We are happy to announce the FROGS ARE GREEN photo contest. The winner will receive a free “Prince of Amphibians” t-shirt and we’ll feature the photo in the gallery on our blog. See the information on the left side of the blog. (Note: your photo can be of any amphibian, including salamanders).
For those of you who have never photographed an amphibian, here are some tips from the book Frogs: A Chorus of Colors by John and Deborah Behler, which has a chapter on photographing these elusive and well-camouflaged creatures:
- Try to learn about the animal first. What is its habitat? When are they active?
- Walk slowly and stop frequently (it helps to have someone with you who is less than 3 feet tall and has sharp eyes). Frogs and toads blend in so well that they are hard to find.
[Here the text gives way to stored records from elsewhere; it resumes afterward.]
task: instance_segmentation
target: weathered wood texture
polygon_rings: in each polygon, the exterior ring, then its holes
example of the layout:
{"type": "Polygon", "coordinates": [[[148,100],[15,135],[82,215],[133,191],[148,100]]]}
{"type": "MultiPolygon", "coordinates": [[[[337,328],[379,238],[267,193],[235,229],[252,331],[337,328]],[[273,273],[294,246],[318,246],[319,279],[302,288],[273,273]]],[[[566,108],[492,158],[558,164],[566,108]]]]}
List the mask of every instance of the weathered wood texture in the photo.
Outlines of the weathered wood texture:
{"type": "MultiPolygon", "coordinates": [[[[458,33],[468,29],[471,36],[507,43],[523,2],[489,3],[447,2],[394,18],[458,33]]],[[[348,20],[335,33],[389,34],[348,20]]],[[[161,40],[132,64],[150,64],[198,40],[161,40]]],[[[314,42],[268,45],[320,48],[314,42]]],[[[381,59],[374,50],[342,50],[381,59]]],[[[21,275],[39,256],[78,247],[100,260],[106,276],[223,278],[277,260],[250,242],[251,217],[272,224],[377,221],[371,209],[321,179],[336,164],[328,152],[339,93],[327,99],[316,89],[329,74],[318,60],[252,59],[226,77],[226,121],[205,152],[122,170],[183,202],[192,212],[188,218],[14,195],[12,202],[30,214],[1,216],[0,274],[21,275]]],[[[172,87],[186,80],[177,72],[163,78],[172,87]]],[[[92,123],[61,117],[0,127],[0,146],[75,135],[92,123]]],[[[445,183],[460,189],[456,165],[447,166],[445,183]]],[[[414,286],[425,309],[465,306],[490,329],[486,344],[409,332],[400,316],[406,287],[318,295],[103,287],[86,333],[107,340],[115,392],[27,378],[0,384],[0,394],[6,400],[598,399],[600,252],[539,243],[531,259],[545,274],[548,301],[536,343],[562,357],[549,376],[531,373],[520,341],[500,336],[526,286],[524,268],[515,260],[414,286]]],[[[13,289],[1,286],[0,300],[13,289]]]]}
Be alert for subtle movements.
- In summer, you might find the sit-and-wait frog predators hanging out on the edges of ponds and lakes.
- Be aware of the position of the sun. Avoid taking pictures at midday on bright sunny days. In the morning, face east and it will keep sunlight from coming into your lens and washing out your photos.
- Don’t necessarily put the subject in the middle of the photo. Keep the whole animal in the photo, but compose the picture so the background tells a story.
- Bracket your photos, i.e., take the same shot with different settings. Also, try taking a flash photo. Without a flash, animals in photos may look lifeless and poorly lighted.
- Try to be on the same level as your subject.